(a) Find the angle between the vectors \(a = \begin{pmatrix} -3 \\ 4 \end{pmatrix}\) and \(b = \begin{pmatrix} -8 \\ -15 \end{pmatrix}\).
(b) Given that \(a = (4N, 060°)\) and \(b = (3N, 120°)\), find, in component form, the unit vector along \(a – b\).
Explanation
(a) \(a = (-3i + 4j) ; b = (-8i - 15j)\)
Let the angle between them be \(\theta\).
\(a \cdot b = |a||b| \cos \theta\)
\(24 - 60 = (\sqrt{(-3)^{2} + 4^{2}})(\sqrt{(-8)^{2} + (-15)^{2}}) \cos \theta\)
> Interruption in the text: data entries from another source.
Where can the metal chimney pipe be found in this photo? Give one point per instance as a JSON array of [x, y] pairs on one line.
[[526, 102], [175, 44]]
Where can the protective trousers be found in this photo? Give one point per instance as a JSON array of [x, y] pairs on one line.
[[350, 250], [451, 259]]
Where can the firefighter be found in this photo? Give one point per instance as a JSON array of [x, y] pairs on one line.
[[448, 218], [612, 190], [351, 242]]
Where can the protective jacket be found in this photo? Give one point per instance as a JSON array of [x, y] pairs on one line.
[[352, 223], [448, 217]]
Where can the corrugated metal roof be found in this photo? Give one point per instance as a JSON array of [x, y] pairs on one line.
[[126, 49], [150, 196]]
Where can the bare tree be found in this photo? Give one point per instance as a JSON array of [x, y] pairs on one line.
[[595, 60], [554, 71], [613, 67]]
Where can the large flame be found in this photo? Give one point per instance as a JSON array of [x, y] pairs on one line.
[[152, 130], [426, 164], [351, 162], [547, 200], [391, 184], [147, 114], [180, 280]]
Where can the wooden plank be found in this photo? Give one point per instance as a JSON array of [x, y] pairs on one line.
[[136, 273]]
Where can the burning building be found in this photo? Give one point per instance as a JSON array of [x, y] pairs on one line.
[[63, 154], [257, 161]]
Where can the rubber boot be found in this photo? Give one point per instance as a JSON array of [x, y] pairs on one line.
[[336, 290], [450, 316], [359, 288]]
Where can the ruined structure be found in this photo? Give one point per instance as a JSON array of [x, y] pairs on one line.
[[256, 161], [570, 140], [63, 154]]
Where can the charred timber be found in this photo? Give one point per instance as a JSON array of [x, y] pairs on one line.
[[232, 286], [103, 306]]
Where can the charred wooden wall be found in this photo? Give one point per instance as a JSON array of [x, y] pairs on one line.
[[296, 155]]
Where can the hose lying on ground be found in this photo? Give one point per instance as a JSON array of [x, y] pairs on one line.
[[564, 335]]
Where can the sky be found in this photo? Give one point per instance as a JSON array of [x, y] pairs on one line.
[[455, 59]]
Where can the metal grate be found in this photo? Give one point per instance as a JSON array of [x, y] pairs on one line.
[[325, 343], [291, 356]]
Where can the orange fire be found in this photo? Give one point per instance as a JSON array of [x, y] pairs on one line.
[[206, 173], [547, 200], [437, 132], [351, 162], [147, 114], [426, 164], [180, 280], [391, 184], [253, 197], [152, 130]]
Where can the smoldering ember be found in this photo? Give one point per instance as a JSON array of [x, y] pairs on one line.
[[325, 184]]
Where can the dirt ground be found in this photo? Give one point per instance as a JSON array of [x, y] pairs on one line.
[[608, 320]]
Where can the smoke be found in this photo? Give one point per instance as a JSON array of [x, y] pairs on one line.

\(-36 = 5 \times 17 \times \cos \theta\)
\(\cos \theta = \frac{-36}{85} = -0.4235 \implies \theta = \cos^{-1} (-0.4235)\)
\(\theta = 115.06°\)
(b) \(a = 4 \cos 60° \\ 4 \sin 60° \end{pmatrix} = \begin{pmatrix} 2 \\ 3.464 \end{pmatrix}\)
\(b = \begin{pmatrix} 3 \cos 120° \\ 3 \sin 120° \end{pmatrix} = \begin{pmatrix} -1.5 \\ 2.598 \end{pmatrix}\)
\(a - b = \begin{pmatrix} 2 - (-1.5) \\ 3.464 - 2.598 \end{pmatrix} = \begin{pmatrix} 3.5 \\ 0.866 \end{pmatrix}\)
\(|a - b| = \sqrt{(3.5)^{2} + (0.866)^{2}} = \sqrt{12.25 + 0.75}\)
= \(\sqrt{13}\)
Unit vector along a - b = \(\frac{3.5i + 0.866j}{\sqrt{13}}\).